= Stefan Mieczysław Grzybowski =

Stefan Mieczysław Grzybowski (16 November 1902 – 23 November 2003) was a full professor of law at the Jagiellonian University.

==Early life and education==
Grzybowski was born in Zator, Poland; his father, Stefan Marian Grzybowskiwas a physician. He graduated in law from the Jagiellonian University in 1926, and defending his Ph.D. on the subject of the legal nature of a public commercial company in 1927. In 1931, the Scientific Culture Fund granted him a scholarship to study abroad and three years later he published his habilitation thesis titled Personal protection of the attitude towards the work after the artist's death - general issues.

==Career==
Grzybowski served as an associate professor at the Jagiellonian University, becoming the head of its Department of Labor Law. When World War II broke out, Grzybowski joined Border Protection Corps in Stryj defending the city from Soviet invaders.

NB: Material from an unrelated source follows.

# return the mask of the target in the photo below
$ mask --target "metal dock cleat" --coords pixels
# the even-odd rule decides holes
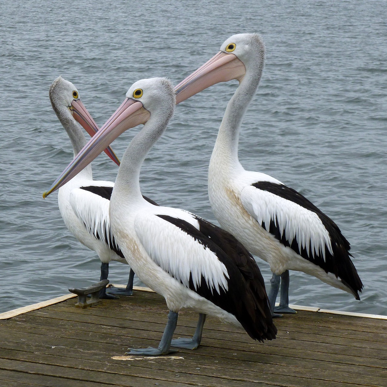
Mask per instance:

Despite the defeat, he avoided capture by emigrating to Hungary where he became a scientific and literary manager for the Polish Library publications.

He twice avoided capture, until he was apprehended in January 1945 and transported to a POW camp in Austria. Following the detention there, he, and other prisoners, were transported to Luckenwalde and Feurstenberg. He escaped the camp again, a year later, and returned to Kraków where from 1946 to 1949 he served as a lecturer at the Cooperative Study of the Faculty of Agriculture and Forestry of the Jagiellonian University and at the College of Social Science; he was appointed Professor in 1949. In 1948, he was appointed rector at the Polish Academy of Commerce which later integrated into the University of Economics. He resigned as rector post in 1952, but following the death of Frederick Zoll became manager of the Department of Civil Law at the Faculty of Law of the Jagiellonian University.

Grzybowski attained a full professor rank at the Jagiellonian University in 1949 and in October 1956 was promoted to vice-rector for General Affairs and then as the rector of the Jagiellonian University from 1958 to 1962. He then became a dean of the Faculty of Law at the same institutiont.

In 1991, he was awarded the Grand Cross of the Order of Polonia Restituta by President Lech Wałęsa.